Although the event is simple and occurred at the lowest level of state bureaucracy (a sub-district), its meaning is indispensable nationally. This event reflects a fundamental notion of modern democratic state that citizens should be treated equally regardless their gender, ethnicity, or religion. The government bureaucracy should be the first example of the impartial character of the modern democratic state. In reality however, what is obviously an ideal characteristic of a modern democratic state remains a utopia.

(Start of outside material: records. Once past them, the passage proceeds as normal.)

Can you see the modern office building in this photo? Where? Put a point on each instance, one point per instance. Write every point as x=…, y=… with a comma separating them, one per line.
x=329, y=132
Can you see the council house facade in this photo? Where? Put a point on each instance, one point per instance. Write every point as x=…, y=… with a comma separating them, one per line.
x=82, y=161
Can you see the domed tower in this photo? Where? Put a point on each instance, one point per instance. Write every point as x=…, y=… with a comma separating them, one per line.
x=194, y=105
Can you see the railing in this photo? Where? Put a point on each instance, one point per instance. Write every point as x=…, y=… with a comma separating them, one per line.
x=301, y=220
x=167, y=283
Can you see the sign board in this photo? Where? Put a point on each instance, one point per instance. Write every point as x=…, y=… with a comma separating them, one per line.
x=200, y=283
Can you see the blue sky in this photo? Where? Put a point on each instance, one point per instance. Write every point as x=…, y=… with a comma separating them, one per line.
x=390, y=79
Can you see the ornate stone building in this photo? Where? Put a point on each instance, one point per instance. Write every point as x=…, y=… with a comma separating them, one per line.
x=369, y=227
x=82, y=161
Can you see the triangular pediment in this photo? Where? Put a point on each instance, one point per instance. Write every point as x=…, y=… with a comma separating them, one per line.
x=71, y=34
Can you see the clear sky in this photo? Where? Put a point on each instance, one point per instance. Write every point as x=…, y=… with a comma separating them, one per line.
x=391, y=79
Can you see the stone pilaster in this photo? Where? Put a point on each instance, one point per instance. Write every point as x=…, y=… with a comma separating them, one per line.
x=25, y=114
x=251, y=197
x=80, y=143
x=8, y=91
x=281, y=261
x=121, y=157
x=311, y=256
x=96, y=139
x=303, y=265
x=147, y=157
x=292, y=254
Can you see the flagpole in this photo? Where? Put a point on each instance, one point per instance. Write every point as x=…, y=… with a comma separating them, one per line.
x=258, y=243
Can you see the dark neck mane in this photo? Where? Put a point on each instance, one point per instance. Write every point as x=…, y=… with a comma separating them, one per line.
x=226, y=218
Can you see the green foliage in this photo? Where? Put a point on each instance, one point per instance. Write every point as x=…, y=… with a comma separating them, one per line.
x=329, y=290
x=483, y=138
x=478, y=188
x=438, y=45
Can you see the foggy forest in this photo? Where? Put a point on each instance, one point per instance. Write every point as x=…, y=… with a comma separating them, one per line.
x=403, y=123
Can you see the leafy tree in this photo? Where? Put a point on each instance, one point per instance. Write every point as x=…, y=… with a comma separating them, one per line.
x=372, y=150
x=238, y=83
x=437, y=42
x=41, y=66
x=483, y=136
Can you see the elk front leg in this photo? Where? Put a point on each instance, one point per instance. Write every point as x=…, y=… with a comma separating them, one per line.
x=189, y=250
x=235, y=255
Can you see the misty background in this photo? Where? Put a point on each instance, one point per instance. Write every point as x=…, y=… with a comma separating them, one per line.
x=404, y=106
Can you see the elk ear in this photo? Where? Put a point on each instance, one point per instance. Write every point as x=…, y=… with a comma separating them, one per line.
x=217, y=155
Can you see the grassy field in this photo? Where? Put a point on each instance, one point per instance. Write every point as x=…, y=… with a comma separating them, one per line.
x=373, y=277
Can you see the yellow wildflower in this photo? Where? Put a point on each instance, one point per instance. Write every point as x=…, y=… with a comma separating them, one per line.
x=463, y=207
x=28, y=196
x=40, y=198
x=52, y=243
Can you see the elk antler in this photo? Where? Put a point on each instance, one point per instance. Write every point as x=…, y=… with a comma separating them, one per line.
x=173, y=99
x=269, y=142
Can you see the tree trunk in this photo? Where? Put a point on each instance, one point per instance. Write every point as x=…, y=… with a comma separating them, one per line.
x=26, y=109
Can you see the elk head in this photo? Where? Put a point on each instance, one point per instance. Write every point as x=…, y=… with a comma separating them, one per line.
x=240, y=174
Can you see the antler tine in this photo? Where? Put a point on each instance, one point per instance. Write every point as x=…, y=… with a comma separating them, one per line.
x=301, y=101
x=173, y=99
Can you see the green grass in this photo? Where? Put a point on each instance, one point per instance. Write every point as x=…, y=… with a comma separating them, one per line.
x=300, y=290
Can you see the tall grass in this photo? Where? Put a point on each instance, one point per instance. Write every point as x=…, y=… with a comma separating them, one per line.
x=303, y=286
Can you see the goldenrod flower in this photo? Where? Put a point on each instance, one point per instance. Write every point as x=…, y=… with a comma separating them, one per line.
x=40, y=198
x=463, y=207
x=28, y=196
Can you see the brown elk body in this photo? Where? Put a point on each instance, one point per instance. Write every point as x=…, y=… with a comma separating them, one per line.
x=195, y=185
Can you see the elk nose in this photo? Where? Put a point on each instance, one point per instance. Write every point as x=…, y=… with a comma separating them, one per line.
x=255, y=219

Indonesia is a newly-created nation that is built based on the shared history and the consensus to achieve a justice and prosperous society. A civic, and not an ethnic or religious nationalism drove Indonesian founding fathers and mothers to create Indonesia. In 1928, under the surveillance of colonial government, Indonesian youth leaders pronounced an oath: one nation, one language, and one country. After independence in 1945, a national motto Unity in Diversity was inscribed as a reminder for all Indonesian about their diverse social and cultural realities yet believe that amidst all differences they are one.

As the event is unfolding, we have seen how this issue has become a national controversy as polemics concerning inclusivity vs exclusivity of nationhood are publicly debated. For Jokowi and Ahok, the event is a real test for the new inspiring leaders in defending their promise that Jakarta is an inclusive city for all Indonesian citizens, no matter whether they come from majority or minority religio-cultural identity groups.

Photo from Tempo.co, 28 August 2013.